Le désencombrement que l'on peut souhaiter dans nos vies n'est pas seulement matériel, il est aussi bien souvent (et peut-être d'abord) mental.
Quand j'ai plein de choses à faire, j'ai très vite la sensation que ma tête va céder sous la pression, et si je ne note pas sur des pense-bêtes ce qu'il y a à faire, j'attrappe à coup sûr des palpitations.
Pour lutter contre cet inconfort qui me poursuivait depuis... au moins le lycée, j'ai tenté avec plus ou moins de réussite de mettre au point des stratégies. Voici ce qui a marché:
- Première étape: NOTER. TOUT.
A chacun sa technique: post-it à coller au-dessus du bureau ou sur le frigo et qu'on ôte une fois la tâche accomplie (petit bonheur) ou un carnet, un bloc-note, sténo, où l'on biffe sur la liste ce qui est fait (autre petit bonheur).
j'ai trouvé un système que j'aime bien: dans mon agenda à anneaux, je place une feuille blanche (j'en ai pré-perforé et découpé un stock dans du brouillon à la taille de mon agenda) entre les deux pages de la semaine en cours et j'y note ma liste. Ainsi, dès que j'ouvre mon agenda, je sais en un coup d'oeil ce qu'il me reste à faire.

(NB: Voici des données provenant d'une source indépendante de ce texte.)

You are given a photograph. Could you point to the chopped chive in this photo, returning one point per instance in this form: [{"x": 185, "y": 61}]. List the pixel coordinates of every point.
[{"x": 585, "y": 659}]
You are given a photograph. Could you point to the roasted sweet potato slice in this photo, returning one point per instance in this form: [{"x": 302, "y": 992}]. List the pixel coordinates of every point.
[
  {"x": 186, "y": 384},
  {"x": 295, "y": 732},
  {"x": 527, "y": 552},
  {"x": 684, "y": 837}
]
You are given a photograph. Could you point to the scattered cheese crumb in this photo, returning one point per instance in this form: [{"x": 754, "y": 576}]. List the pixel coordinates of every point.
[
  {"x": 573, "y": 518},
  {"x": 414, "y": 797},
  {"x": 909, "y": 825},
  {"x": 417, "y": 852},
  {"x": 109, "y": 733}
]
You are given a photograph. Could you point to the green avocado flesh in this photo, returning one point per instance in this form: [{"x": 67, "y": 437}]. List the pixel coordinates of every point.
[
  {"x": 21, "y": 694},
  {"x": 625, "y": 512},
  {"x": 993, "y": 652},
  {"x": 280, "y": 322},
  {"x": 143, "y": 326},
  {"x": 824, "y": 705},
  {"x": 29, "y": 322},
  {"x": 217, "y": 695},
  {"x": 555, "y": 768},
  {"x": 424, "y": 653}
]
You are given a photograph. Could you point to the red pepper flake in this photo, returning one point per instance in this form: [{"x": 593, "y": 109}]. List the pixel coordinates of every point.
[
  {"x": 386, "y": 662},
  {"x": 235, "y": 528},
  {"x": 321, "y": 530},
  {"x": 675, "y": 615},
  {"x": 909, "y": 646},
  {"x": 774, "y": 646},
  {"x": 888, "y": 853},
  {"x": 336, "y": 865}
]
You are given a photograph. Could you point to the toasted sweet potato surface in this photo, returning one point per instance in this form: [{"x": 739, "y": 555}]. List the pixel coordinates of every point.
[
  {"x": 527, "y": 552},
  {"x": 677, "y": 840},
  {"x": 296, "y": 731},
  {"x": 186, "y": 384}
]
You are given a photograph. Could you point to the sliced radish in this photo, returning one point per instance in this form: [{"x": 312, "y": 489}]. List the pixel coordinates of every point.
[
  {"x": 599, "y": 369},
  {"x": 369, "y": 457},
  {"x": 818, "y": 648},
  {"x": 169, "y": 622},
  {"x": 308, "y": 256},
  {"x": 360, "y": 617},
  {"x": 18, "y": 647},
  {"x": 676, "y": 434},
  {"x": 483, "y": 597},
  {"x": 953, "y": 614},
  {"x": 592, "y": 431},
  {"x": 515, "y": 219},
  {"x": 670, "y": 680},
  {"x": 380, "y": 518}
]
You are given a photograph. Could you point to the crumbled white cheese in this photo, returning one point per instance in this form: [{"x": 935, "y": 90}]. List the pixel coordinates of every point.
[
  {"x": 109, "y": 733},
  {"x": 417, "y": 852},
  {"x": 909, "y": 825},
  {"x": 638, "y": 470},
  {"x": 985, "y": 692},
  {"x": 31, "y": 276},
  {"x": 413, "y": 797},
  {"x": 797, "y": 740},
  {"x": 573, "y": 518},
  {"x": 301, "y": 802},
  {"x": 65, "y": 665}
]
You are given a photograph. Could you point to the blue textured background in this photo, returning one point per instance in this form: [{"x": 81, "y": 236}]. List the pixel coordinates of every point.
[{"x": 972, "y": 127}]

- Deuxième étape: REGROUPER LES TÂCHES.
Pour les tâches intellectuelles, repérer celles qui peuvent être réalisées au milieu d'autres, plus longues, ou à certains moments de la journée, selon l'état de fatigue dans lequel on se trouve, le temps dont on dispose... Double utilité de la note ou de la liste: elle permet de comparer et de choisir pour élaborer son "itinéraire".

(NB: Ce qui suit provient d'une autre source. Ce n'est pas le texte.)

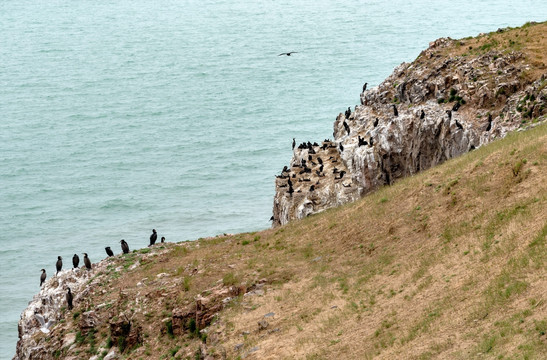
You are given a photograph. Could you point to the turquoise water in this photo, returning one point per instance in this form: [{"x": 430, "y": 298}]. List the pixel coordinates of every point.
[{"x": 117, "y": 117}]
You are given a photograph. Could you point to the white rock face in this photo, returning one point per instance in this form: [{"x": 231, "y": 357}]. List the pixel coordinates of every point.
[
  {"x": 48, "y": 305},
  {"x": 445, "y": 108}
]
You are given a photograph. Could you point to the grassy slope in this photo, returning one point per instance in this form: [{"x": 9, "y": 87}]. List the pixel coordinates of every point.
[{"x": 448, "y": 263}]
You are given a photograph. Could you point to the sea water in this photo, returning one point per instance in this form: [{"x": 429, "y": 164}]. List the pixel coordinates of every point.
[{"x": 121, "y": 116}]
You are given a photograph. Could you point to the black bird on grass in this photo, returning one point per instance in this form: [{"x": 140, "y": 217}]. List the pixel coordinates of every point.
[
  {"x": 109, "y": 251},
  {"x": 43, "y": 277},
  {"x": 69, "y": 298},
  {"x": 125, "y": 247},
  {"x": 59, "y": 264},
  {"x": 87, "y": 262},
  {"x": 153, "y": 237}
]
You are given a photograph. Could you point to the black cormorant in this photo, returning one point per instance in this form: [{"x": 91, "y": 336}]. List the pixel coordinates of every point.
[
  {"x": 59, "y": 264},
  {"x": 153, "y": 237},
  {"x": 43, "y": 277},
  {"x": 125, "y": 247},
  {"x": 489, "y": 127},
  {"x": 87, "y": 262},
  {"x": 69, "y": 298}
]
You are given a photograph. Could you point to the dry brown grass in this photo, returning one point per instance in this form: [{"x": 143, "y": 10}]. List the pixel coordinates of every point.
[{"x": 447, "y": 264}]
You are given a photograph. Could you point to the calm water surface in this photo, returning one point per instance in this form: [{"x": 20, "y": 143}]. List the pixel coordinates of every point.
[{"x": 117, "y": 117}]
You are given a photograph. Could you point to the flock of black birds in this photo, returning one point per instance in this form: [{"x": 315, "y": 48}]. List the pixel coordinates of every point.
[
  {"x": 87, "y": 263},
  {"x": 305, "y": 169}
]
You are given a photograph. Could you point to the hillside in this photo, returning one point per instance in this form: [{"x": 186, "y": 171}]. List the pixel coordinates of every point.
[
  {"x": 458, "y": 95},
  {"x": 448, "y": 263}
]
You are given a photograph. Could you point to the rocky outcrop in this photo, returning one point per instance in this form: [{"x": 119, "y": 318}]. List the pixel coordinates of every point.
[{"x": 424, "y": 113}]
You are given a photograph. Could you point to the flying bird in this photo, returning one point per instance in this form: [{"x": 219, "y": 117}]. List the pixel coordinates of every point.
[{"x": 43, "y": 277}]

- Troisième étape: RANGER.
- de ne pas laisser traîner du bazard derrière soi (et immanquablement dans un coin de sa tête, puisqu'on devra le faire "plus tard"...)
- de laisser au cerveau le temps de faire une pause "technique" afin d'être disponible et attentif à la tâche suivante. Si on peut, profiter de ce moment pour ne penser à rien, ou le moins possible.
Notre tête est très encombrée par toute la logistique du quotidien, de notre travail, mais elle peut aussi l'être par des choix difficiles à faire qui deviennent alors parasites.
Si l'on a tendance à s'éparpiller dans de multiples projets et finalement ne rien finir ou tout laisser tomber à deux doigts du craquage complet, mieux vaut s'accorder un petit quart-d'heure pour s'asseoir et réfléchir.
Prendre une feuille blanche, quelques secondes pour respirer profondément, se détendre.
Et écrire: "Qu'est-ce qui compte vraiment pour moi?" "Quels sont mes vrais désirs?"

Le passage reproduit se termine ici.